We fit the models with the brms package (Bürkner, 2017),

M_1 <- brm(kcal.per.g ~ 1,
           data = milk,
           seed = 2030,
           refresh = 0)
M_2 <- brm(kcal.per.g ~ neocortex,
           prior = prior(normal(0, 1), class = "b"),
           data = milk,
           seed = 2030,
           refresh = 0)
M_3 <- brm(kcal.per.g ~ log(mass),
           prior = prior(normal(0, 1), class = "b"),
           data = milk,
           seed = 2030,
           refresh = 0)
M_4 <- brm(kcal.per.g ~ neocortex + log(mass),
           prior = prior(normal(0, 1), class = "b"),
           data = milk,
           seed = 2030,
           refresh = 0)

We compute LOO-CV estimates using the fast PSIS-LOO method Vehtari et al. (2024).
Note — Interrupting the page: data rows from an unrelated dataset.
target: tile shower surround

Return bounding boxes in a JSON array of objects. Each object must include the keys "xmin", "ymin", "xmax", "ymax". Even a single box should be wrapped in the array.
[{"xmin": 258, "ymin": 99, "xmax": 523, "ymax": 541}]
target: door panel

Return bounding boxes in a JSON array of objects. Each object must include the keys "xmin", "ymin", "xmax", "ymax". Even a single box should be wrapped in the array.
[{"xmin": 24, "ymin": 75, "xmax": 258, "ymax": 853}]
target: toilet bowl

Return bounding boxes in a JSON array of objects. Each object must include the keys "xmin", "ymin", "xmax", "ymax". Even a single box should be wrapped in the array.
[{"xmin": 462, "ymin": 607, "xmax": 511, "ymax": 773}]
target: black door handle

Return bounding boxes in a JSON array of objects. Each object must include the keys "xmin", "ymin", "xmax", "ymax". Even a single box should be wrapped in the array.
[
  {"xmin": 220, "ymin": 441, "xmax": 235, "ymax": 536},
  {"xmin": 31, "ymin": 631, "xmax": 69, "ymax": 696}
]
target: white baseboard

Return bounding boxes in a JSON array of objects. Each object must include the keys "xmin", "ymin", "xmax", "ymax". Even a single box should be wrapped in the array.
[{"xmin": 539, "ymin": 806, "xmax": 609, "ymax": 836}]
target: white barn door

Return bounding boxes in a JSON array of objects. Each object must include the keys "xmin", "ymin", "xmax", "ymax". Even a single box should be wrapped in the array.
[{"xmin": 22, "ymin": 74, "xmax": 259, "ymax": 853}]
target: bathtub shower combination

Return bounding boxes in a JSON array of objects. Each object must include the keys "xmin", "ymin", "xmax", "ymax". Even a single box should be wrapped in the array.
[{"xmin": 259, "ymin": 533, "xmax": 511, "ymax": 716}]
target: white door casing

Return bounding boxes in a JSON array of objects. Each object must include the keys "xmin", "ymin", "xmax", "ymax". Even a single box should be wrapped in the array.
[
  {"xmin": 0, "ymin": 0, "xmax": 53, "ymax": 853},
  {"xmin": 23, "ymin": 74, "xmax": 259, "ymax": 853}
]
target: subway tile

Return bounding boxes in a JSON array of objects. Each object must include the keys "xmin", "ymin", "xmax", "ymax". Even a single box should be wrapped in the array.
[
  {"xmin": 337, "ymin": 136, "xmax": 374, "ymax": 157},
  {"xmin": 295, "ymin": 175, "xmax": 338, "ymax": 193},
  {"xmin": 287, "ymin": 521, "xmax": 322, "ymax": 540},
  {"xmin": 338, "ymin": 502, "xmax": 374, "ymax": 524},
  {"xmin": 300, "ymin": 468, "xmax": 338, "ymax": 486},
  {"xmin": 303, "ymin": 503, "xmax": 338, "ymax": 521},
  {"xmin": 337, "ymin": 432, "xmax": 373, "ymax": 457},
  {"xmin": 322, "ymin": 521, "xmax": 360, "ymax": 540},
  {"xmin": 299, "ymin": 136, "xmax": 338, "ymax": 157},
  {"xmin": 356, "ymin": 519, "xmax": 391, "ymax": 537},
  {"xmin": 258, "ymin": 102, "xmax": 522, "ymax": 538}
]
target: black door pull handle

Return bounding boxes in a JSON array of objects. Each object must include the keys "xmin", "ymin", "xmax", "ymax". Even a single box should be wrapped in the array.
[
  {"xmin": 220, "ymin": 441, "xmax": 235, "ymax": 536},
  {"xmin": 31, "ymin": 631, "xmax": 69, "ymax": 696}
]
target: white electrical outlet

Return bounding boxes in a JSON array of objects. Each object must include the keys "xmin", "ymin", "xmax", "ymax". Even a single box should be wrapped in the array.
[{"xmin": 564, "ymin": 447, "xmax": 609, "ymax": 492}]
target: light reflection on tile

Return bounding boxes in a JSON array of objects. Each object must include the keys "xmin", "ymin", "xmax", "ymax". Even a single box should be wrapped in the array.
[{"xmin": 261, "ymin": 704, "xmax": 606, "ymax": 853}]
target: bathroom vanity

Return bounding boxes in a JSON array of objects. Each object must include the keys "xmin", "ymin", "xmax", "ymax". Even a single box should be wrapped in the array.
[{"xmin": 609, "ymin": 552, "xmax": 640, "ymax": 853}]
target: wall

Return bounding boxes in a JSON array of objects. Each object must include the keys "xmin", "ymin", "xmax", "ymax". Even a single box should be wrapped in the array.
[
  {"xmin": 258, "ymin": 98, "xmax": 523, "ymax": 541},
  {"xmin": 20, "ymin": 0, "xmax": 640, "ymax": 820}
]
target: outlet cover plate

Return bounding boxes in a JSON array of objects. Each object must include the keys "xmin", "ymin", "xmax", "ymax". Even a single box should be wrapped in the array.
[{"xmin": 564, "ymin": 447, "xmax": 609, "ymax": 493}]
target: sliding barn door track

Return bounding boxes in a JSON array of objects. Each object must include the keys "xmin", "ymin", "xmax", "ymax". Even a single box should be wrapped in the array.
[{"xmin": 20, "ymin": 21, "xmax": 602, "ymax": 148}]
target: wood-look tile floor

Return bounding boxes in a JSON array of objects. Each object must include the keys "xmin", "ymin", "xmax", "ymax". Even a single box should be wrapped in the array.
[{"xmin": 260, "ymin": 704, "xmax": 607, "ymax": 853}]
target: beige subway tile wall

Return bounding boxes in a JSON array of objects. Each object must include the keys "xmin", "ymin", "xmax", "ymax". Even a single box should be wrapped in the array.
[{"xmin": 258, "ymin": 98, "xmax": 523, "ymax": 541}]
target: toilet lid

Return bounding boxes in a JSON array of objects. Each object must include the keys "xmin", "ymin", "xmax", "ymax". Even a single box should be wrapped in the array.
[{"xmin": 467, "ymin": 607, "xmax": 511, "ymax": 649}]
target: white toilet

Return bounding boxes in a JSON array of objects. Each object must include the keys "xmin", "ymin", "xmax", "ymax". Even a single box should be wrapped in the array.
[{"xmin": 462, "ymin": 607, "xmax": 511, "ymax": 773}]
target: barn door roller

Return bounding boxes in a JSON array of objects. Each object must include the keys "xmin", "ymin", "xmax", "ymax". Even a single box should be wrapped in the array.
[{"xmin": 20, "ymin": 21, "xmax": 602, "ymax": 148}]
We use add_criterion() to store the loo object inside the brmsfit objects.

M_1 <- add_criterion(M_1, criterion = "loo")
M_2 <- add_criterion(M_2, criterion = "loo")
M_3 <- add_criterion(M_3, criterion = "loo")
M_4 <- add_criterion(M_4, criterion = "loo")

There are no high Pareto-k warnings, which indicates there are no highly influential obervations that could indicate model misspecification.
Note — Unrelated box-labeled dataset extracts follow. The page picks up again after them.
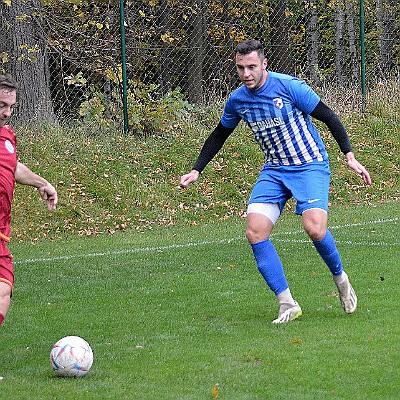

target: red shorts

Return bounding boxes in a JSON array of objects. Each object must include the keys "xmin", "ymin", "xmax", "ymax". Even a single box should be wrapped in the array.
[{"xmin": 0, "ymin": 240, "xmax": 14, "ymax": 290}]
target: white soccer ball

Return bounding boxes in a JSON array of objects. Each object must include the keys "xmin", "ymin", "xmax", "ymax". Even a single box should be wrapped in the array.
[{"xmin": 50, "ymin": 336, "xmax": 93, "ymax": 378}]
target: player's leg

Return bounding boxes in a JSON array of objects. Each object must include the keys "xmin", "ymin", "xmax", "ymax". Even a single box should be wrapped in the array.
[
  {"xmin": 0, "ymin": 281, "xmax": 11, "ymax": 326},
  {"xmin": 246, "ymin": 173, "xmax": 301, "ymax": 323},
  {"xmin": 0, "ymin": 256, "xmax": 14, "ymax": 326},
  {"xmin": 292, "ymin": 165, "xmax": 357, "ymax": 314}
]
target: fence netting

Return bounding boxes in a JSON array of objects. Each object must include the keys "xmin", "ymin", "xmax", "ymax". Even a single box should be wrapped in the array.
[{"xmin": 0, "ymin": 0, "xmax": 400, "ymax": 131}]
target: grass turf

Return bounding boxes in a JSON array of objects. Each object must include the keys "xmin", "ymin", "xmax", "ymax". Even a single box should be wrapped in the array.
[{"xmin": 0, "ymin": 203, "xmax": 400, "ymax": 400}]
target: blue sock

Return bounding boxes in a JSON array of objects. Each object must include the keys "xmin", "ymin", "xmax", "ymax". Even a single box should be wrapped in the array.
[
  {"xmin": 251, "ymin": 239, "xmax": 288, "ymax": 295},
  {"xmin": 313, "ymin": 229, "xmax": 343, "ymax": 276}
]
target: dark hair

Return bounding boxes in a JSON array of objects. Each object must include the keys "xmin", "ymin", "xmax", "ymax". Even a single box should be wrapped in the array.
[
  {"xmin": 235, "ymin": 40, "xmax": 265, "ymax": 60},
  {"xmin": 0, "ymin": 74, "xmax": 18, "ymax": 91}
]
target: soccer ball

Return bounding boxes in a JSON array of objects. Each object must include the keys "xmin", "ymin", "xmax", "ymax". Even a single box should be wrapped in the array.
[{"xmin": 50, "ymin": 336, "xmax": 93, "ymax": 378}]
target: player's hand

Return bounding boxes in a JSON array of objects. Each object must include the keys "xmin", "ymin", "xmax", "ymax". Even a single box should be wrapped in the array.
[
  {"xmin": 179, "ymin": 169, "xmax": 200, "ymax": 189},
  {"xmin": 38, "ymin": 182, "xmax": 58, "ymax": 211},
  {"xmin": 346, "ymin": 153, "xmax": 372, "ymax": 185}
]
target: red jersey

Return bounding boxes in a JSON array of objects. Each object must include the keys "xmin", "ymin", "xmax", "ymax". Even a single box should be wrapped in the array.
[{"xmin": 0, "ymin": 125, "xmax": 18, "ymax": 244}]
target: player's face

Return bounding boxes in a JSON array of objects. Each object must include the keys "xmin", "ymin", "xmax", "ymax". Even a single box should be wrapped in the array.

We can assess how well the predictive distributions are calibrated with LOO-PIT predictive checking (Tesso and Vehtari, 2026).
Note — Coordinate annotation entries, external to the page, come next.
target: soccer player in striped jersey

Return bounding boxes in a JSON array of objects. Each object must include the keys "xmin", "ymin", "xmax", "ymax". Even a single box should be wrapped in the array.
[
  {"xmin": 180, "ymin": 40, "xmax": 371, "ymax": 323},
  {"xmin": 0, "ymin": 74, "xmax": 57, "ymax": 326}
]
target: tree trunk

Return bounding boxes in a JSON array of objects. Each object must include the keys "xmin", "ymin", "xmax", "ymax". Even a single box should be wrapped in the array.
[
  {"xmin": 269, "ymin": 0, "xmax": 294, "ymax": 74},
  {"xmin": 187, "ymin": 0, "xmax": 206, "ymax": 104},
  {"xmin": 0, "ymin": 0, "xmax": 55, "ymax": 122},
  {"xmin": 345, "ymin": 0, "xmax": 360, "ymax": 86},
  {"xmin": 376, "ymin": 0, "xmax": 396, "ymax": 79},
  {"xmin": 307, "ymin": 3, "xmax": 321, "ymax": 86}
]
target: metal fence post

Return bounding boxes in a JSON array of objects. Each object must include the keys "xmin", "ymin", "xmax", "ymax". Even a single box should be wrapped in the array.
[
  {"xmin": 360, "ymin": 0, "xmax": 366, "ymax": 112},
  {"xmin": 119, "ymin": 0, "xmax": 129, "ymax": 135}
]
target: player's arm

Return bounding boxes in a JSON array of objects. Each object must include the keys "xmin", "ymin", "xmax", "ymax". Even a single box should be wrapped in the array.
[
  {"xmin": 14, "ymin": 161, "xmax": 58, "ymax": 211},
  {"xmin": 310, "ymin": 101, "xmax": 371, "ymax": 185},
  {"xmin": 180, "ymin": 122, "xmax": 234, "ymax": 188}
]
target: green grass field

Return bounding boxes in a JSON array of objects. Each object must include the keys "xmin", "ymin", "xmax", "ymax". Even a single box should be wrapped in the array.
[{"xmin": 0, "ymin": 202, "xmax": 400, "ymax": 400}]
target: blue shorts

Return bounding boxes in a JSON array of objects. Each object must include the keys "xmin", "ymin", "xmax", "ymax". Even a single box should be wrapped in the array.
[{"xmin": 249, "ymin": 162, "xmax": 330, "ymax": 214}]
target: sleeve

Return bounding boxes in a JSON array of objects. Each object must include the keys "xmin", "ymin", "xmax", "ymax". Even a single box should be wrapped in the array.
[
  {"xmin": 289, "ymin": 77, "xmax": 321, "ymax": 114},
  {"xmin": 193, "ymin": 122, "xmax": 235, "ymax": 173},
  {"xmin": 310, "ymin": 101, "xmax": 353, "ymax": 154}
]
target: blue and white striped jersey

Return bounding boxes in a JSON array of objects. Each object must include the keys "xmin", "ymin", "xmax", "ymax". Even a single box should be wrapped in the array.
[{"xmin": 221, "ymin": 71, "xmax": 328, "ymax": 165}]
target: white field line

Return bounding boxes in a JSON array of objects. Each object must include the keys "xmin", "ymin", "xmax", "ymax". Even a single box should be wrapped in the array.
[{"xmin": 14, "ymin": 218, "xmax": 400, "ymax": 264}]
pp_check(M_1, type = "loo_pit_ecdf", method = "correlated")

pp_check(M_2, type = "loo_pit_ecdf", method = "correlated")

pp_check(M_3, type = "loo_pit_ecdf", method = "correlated")

pp_check(M_4, type = "loo_pit_ecdf", method = "correlated")

All LOO-PITs are (close) to uniformly distributed, which indicates good calibration.

We compare the models \mathrm{M}_1, \mathrm{M}_2,\mathrm{M}_3,\mathrm{M}_4.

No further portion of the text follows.